灵阳说道:“咱们今儿个就算是开业了吧。”
“鼎玄师兄,你看咱们这个团队要不就取名叫“诚信茶馆”如何?”灵阳品一口茶说道。
“灵阳大师说得好,诚信茶馆听着就很好听。”陈越斌附议道。
“名字不过是代号而已,重要的是干实事,为人民服务,为人民谋福祉。”鼎玄说道。
“哎玛,这话就非常有觉悟了,道长你以前是不是当过村干部啊?”死鬼王劲超说道。
“你们有所不知,咱们这位鼎玄道长有两百岁的法力和前世的记忆,见过你们父母祖辈亲历过的历史呢。”灵阳说道。

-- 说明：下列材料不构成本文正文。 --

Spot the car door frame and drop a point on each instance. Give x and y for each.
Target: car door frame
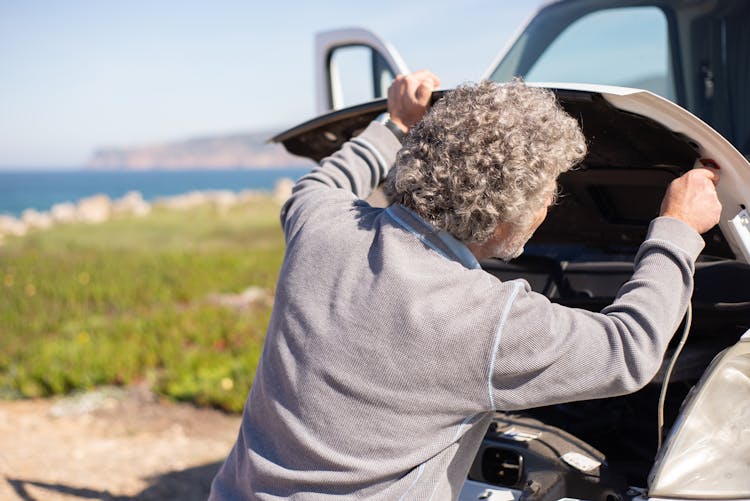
(327, 83)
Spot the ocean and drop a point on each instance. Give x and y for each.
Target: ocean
(20, 190)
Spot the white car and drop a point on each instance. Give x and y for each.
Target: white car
(690, 55)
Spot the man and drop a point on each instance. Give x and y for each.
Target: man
(389, 348)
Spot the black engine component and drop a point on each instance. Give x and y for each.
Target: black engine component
(543, 462)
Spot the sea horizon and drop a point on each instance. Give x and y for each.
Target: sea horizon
(38, 189)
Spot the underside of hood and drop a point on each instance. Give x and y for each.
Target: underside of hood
(607, 202)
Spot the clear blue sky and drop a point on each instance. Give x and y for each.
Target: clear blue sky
(81, 74)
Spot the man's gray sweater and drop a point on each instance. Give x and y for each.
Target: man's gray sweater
(388, 349)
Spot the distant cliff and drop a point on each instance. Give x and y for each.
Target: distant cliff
(236, 150)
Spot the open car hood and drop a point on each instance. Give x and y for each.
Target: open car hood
(638, 142)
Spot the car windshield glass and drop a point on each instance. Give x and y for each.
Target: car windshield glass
(695, 55)
(626, 47)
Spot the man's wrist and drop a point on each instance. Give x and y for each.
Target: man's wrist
(385, 119)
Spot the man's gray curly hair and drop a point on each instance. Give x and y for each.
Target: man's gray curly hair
(485, 154)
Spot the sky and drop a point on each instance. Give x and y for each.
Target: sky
(82, 74)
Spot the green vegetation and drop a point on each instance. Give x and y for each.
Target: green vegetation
(129, 301)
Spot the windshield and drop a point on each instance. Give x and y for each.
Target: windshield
(697, 56)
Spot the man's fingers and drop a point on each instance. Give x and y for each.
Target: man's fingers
(427, 75)
(712, 174)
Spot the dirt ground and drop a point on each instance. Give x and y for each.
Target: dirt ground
(110, 444)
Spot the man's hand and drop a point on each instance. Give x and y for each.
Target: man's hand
(692, 199)
(409, 97)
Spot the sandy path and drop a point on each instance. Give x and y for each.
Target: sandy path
(112, 445)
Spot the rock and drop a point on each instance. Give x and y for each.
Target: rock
(64, 213)
(131, 204)
(283, 189)
(104, 397)
(12, 227)
(250, 296)
(223, 200)
(37, 220)
(96, 209)
(245, 196)
(187, 201)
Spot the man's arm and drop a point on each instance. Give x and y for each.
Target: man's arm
(363, 162)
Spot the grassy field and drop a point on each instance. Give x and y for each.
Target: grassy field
(129, 301)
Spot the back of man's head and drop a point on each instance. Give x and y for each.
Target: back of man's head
(484, 155)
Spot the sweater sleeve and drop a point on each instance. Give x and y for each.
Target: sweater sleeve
(354, 171)
(546, 353)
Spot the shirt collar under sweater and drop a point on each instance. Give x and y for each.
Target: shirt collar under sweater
(441, 241)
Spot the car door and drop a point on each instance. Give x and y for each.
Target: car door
(351, 66)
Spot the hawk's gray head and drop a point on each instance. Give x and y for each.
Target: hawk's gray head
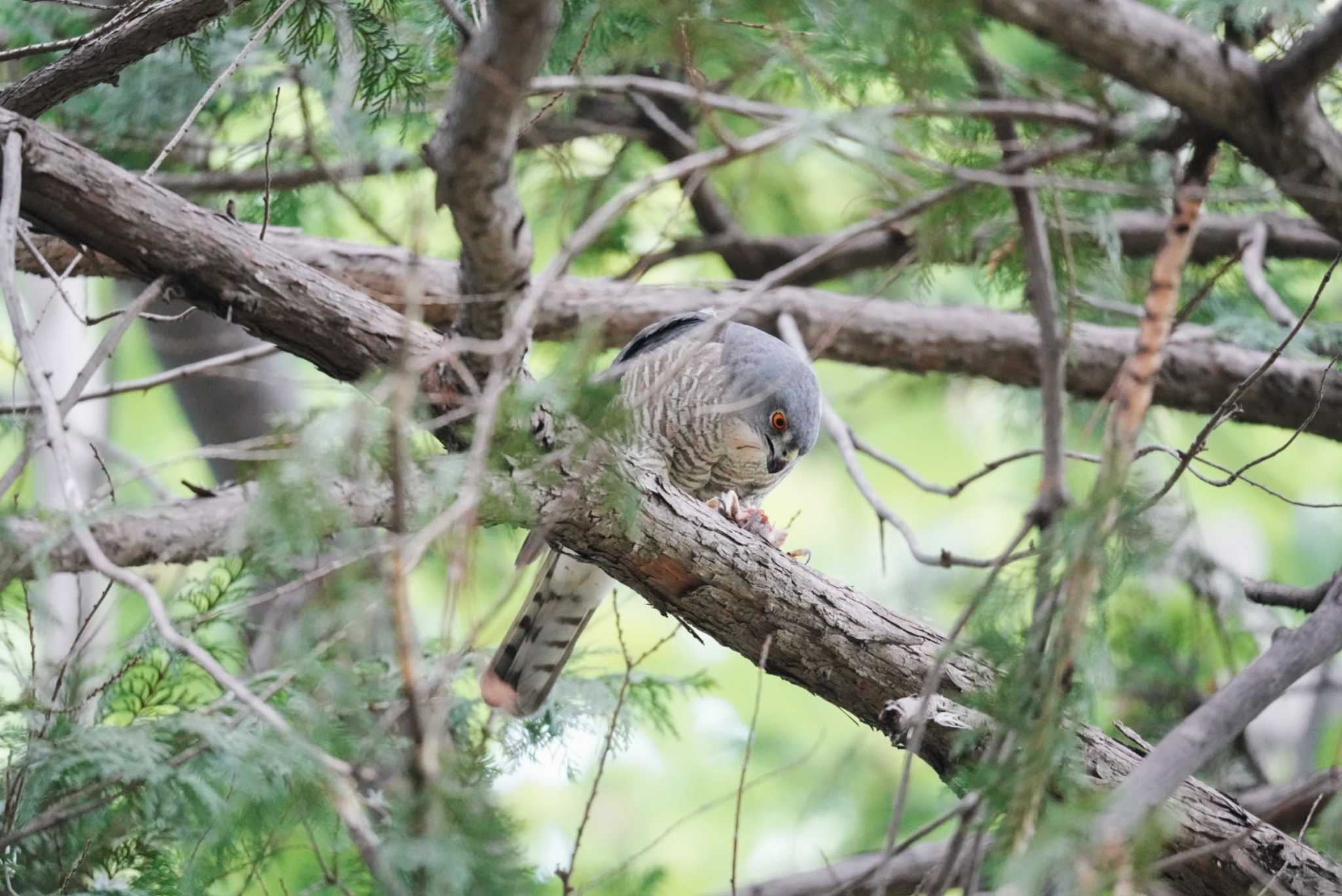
(769, 392)
(775, 392)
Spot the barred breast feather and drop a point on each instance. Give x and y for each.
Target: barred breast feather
(685, 419)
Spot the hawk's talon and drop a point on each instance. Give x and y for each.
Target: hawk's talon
(752, 519)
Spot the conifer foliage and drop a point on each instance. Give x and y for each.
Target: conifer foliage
(1106, 230)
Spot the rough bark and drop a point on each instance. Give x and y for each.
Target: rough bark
(472, 152)
(220, 266)
(1197, 375)
(824, 636)
(1219, 235)
(1219, 86)
(102, 58)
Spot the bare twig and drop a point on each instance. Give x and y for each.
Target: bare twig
(1042, 291)
(242, 356)
(631, 663)
(1254, 244)
(51, 46)
(1228, 405)
(210, 92)
(340, 773)
(1216, 722)
(745, 762)
(270, 136)
(1132, 394)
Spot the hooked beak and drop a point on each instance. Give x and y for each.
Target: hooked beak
(778, 463)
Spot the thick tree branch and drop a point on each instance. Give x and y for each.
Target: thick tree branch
(1219, 86)
(1289, 805)
(826, 637)
(223, 267)
(1219, 720)
(1197, 375)
(472, 152)
(1295, 597)
(104, 58)
(1219, 235)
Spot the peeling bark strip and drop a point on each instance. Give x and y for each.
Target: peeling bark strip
(223, 267)
(1197, 372)
(1136, 381)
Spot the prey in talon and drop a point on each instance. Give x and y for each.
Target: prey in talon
(725, 411)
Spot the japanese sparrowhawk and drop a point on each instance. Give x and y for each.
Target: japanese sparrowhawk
(723, 411)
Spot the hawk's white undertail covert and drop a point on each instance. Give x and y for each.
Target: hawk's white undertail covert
(725, 411)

“过去的事就让他过去吧,不用提这些过去的事了。”鼎玄说道:“以后你们还是叫我秀裁吧,我要重新以新身份活一回。”
“好的,秀裁大师。”陈越斌与王劲超说道。
灵阳笑道:“待到咱们诚信茶馆兴旺,必然能与南方王府分庭抗礼。”
灵阳因心中对王老四甚是不满,但在当下还是宜先发展实力,壮大自己队伍为重。
陈越斌说道:“灵阳大师,我有一个同学,在一个公司上班,专门分析股票期货的,我把他叫来了,他一会就到,听听他的意见如何。”
“很好啊。”灵阳道。
众人一边喝茶一边聊着,大约过了几个小时,听见敲门之声,陈越斌开门迎接,正是同学张一淼到了。只见此人戴一副黑框眼镜,面容俊俏,肤色白如脂,双眸有神,鼻梁挺直。一头乌发三七分,发胶喷抹定了形,灯光照下亮晶晶,如果苍蝇停头上怕也巴不稳。白色衬衫排排扣,外套黑色小西装,黑色西裤甚得体,足履一双小黄皮鞋生光辉。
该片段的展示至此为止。